17. The summer of 1816 led to the invention of a new means of personal transportation
Other than walking, the most common means of personal transportation in 1816 was aboard a horse, in Europe and in the United States. Other means included being pulled by oxen and goats, mules and jackasses, and other types of animal-based motive power. But animals needed fodder, and the adverse weather on both continents ensured that food for animals was scarce, making the animals themselves scarce and when available, expensive. Walking was still common across society, including over distances which would cause the modern citizen to hesitate. Walking between Boston and Portsmouth, New Hampshire was not uncommon, for example, as a matter of course while conducting routine business. The same mode of travel was common in Europe, though the merchant class and gentry were adverse to such travel (leading to the English use of pedestrian to also mean plodding or tedious).

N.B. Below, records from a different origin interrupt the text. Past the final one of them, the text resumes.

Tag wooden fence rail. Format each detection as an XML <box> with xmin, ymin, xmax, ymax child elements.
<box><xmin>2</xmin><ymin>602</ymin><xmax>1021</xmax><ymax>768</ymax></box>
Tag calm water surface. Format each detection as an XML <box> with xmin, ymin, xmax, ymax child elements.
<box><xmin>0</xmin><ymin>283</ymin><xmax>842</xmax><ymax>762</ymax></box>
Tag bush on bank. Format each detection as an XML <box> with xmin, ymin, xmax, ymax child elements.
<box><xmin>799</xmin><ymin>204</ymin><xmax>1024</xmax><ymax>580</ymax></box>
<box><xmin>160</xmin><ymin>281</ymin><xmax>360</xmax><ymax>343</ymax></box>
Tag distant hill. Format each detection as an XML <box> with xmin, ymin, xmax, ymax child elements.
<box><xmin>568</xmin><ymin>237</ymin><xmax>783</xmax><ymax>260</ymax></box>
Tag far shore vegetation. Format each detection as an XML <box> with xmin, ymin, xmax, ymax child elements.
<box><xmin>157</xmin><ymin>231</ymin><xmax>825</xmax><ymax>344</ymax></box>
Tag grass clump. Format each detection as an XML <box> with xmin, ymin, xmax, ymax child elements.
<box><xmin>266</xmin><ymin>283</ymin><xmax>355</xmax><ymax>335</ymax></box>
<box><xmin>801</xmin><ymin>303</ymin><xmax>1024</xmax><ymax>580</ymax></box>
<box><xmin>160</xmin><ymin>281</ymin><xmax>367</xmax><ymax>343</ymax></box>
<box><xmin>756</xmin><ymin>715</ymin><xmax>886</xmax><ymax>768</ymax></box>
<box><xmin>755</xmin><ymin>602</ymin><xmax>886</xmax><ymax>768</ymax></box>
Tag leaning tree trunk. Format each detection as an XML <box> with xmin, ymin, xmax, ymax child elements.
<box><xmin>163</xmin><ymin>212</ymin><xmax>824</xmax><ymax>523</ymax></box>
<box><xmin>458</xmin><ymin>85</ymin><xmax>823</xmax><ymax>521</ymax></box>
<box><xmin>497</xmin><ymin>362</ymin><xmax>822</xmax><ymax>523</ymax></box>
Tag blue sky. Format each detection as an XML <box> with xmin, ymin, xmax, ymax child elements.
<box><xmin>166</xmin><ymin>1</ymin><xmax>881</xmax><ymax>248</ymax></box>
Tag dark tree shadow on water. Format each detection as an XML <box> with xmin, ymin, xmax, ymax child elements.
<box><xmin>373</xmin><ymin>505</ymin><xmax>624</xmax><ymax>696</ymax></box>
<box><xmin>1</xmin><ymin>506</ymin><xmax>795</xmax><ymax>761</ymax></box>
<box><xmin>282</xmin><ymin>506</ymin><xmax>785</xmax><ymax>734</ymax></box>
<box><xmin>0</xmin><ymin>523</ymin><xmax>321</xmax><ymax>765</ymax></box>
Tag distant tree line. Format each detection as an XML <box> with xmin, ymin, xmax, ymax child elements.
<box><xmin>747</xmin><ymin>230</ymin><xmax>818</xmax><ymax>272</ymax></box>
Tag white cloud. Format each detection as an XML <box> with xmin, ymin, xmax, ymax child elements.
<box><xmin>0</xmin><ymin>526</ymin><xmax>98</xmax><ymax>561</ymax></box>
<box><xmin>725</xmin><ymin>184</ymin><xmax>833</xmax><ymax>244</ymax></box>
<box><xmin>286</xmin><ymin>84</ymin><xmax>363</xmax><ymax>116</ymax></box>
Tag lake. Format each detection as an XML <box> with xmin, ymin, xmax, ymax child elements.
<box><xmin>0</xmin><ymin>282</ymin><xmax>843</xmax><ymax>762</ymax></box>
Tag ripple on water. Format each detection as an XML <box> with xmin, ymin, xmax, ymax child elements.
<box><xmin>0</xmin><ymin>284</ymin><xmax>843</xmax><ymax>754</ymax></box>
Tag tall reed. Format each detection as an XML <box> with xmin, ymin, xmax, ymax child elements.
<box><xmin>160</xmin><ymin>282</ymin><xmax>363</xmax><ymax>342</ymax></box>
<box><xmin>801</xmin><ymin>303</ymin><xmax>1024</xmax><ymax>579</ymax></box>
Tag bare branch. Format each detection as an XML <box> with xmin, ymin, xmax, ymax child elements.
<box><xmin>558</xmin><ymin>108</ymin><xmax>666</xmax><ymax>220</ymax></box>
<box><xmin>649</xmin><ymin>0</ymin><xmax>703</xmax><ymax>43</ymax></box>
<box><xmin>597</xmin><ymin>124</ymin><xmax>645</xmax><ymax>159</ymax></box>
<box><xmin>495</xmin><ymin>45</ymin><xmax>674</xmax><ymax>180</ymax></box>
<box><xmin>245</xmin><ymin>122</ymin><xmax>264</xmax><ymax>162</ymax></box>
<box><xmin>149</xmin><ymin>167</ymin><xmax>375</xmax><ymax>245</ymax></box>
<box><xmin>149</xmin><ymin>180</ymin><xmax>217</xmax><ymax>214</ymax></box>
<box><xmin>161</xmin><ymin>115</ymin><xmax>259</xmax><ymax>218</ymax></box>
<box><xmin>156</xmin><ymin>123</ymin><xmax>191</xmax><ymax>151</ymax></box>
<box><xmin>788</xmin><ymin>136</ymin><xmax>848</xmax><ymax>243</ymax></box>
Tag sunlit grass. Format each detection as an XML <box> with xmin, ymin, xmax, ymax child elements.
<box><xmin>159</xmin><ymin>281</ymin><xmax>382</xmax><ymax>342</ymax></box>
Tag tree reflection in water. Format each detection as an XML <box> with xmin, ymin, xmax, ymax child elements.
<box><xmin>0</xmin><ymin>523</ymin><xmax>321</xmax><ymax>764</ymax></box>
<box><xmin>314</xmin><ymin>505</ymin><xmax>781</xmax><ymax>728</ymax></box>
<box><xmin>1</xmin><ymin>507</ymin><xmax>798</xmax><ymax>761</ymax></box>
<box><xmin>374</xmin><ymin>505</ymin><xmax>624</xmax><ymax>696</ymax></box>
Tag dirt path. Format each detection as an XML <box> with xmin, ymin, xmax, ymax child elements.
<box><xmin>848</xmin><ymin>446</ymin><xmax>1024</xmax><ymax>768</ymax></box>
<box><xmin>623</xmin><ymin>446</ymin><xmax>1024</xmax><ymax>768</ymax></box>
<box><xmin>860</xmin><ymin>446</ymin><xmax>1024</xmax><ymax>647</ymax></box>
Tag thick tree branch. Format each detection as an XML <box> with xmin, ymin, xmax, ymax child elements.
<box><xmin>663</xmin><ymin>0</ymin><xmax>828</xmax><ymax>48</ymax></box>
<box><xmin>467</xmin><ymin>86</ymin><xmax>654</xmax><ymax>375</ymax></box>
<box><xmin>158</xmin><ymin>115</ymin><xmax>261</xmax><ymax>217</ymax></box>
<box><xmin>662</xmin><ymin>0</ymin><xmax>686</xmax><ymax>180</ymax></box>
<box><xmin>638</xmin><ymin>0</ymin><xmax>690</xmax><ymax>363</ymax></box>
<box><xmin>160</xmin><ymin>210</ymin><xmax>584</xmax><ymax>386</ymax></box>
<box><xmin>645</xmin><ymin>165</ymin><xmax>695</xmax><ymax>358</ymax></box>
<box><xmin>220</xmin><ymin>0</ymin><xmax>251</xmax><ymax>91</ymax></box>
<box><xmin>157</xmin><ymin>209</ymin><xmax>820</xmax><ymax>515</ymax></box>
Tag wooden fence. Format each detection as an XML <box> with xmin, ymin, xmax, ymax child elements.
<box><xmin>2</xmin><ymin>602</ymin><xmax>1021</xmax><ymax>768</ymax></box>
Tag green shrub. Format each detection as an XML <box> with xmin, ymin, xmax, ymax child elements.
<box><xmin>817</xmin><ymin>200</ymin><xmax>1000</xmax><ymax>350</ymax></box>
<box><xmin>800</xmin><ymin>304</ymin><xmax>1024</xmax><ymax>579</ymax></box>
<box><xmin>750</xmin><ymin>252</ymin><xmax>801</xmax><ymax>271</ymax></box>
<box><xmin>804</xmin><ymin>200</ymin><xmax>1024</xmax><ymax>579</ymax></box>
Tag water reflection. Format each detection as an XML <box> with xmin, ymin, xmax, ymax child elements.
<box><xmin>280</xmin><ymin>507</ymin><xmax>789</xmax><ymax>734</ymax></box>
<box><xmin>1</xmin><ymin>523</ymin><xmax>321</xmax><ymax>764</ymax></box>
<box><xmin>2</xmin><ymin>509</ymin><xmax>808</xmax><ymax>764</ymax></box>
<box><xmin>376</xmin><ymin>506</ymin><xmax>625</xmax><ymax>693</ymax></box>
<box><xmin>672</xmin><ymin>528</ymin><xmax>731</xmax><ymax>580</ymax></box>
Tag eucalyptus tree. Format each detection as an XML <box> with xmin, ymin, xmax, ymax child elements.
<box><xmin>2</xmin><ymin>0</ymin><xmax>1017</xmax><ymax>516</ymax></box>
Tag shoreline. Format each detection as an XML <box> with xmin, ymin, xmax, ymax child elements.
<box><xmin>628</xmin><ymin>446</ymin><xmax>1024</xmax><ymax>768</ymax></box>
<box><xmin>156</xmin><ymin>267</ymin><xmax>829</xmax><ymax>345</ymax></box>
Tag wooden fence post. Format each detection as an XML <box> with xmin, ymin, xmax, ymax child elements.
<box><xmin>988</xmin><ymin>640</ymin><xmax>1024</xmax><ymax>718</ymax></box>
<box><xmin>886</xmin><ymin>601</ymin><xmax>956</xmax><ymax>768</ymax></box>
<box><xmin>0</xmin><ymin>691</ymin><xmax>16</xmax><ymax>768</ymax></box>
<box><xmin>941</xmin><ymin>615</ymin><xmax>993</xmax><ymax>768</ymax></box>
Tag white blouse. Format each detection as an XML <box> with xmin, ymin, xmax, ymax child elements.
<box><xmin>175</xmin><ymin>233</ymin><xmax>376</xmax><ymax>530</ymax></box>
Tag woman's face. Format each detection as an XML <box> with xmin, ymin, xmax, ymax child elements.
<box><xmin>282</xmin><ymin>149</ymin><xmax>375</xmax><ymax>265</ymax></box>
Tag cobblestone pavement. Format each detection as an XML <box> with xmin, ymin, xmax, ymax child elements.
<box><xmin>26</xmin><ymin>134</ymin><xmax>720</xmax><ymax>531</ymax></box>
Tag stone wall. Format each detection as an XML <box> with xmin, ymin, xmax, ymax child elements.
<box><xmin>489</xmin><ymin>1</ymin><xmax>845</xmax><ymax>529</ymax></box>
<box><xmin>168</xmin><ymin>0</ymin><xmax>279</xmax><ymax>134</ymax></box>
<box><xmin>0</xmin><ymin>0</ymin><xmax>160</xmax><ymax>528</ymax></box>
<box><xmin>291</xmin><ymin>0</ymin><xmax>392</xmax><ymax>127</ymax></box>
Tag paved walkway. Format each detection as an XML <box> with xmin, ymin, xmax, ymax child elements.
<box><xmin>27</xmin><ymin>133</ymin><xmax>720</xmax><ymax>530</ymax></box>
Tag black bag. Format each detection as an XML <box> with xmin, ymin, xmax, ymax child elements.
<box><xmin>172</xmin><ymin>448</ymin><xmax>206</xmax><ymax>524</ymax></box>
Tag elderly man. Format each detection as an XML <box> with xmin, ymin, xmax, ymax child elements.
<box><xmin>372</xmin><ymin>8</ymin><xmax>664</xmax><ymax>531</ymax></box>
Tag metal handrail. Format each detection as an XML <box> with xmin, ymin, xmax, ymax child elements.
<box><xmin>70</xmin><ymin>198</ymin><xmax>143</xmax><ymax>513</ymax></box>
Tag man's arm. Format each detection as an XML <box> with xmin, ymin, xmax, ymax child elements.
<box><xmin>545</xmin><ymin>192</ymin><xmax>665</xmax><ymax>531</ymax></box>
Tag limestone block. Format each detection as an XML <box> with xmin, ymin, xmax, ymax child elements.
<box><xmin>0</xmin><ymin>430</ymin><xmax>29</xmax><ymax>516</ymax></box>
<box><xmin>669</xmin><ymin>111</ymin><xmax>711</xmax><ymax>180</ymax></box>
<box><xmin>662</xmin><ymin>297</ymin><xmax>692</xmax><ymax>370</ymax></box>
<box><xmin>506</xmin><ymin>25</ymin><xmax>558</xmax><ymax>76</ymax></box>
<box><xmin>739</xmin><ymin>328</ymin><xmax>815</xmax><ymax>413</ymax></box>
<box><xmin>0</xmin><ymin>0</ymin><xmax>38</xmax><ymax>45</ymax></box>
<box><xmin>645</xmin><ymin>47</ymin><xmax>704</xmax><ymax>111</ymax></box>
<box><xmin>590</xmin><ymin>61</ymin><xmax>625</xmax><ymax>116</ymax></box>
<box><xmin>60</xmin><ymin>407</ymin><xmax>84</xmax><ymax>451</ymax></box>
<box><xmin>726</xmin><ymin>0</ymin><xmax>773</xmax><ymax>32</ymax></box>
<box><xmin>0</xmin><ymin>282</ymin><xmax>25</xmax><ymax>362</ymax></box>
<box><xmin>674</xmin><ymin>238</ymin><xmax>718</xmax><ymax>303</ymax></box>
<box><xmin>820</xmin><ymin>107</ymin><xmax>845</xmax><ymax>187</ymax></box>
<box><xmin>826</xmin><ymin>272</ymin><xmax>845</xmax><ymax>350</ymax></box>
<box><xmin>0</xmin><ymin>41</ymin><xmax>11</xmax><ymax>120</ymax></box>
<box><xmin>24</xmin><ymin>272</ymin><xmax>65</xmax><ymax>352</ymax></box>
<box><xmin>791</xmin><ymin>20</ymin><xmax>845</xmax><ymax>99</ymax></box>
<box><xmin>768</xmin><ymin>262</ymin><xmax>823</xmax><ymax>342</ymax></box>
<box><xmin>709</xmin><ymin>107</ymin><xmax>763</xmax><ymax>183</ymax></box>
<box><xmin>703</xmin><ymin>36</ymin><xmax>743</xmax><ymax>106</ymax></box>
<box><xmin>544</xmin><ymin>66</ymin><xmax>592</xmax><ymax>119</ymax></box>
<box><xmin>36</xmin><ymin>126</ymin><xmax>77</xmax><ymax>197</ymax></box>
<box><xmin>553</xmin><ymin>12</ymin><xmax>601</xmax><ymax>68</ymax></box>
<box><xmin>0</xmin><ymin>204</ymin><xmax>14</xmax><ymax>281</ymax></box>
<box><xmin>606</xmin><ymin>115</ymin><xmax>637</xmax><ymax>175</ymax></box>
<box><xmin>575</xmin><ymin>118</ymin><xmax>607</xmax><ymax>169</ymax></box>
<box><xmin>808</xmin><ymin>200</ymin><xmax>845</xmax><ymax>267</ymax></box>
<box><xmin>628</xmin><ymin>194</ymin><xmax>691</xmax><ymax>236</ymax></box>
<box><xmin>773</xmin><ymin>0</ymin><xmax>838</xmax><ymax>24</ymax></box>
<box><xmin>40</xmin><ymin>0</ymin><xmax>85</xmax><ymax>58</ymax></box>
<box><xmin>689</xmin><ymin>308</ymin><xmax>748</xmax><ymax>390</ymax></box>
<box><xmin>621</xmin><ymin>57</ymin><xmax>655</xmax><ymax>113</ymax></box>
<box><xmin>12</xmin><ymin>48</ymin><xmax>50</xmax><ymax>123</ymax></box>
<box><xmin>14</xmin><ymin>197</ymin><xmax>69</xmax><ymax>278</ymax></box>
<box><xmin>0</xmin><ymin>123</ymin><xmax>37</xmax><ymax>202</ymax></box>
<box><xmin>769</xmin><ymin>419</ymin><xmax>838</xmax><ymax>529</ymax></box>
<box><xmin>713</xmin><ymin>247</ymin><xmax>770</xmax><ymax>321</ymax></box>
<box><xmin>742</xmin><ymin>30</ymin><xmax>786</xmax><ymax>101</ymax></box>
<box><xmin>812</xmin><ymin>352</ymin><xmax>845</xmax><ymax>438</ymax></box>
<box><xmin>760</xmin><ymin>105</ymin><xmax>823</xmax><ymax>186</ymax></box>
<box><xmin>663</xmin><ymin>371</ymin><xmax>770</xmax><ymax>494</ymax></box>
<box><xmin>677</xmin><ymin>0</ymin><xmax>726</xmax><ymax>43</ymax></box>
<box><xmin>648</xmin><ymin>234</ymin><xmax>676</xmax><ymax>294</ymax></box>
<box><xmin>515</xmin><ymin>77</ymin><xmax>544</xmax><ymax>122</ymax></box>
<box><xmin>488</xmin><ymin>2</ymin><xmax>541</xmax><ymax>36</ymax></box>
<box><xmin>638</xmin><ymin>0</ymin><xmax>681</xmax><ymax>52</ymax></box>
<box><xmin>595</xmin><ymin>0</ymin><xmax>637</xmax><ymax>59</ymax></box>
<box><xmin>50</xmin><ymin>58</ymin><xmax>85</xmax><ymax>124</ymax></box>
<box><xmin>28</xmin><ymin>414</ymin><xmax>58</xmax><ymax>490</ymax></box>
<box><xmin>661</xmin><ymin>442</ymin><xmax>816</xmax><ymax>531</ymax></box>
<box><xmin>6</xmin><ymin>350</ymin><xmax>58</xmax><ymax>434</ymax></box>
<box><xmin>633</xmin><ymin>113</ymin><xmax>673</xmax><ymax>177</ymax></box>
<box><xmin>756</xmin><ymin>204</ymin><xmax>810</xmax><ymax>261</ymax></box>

A German tinkerer and inventor named Klaus von Drais developed a machine in which a person sat astride a wooden plank, to which wheels had been attached using axles. When the person attempted self-propulsion by thrusting the legs to and fro in the manner of walking, the wheels caused the distance traveled to greatly exceed that accomplished by the length of stride alone. He called it the “Laufmaschine”, which translates to running machine, and demonstrated it during the summer of 1817, when the difficulties of the preceding summer continued to prevail. Today, after decades of improvements and modifications, it remains the basic design of the bicycle. It enjoyed widespread popularity in Britain and Europe, particularly in France, though it was some years before the design, created as a response to the necessity created by the year without a summer, was accepted in the United States.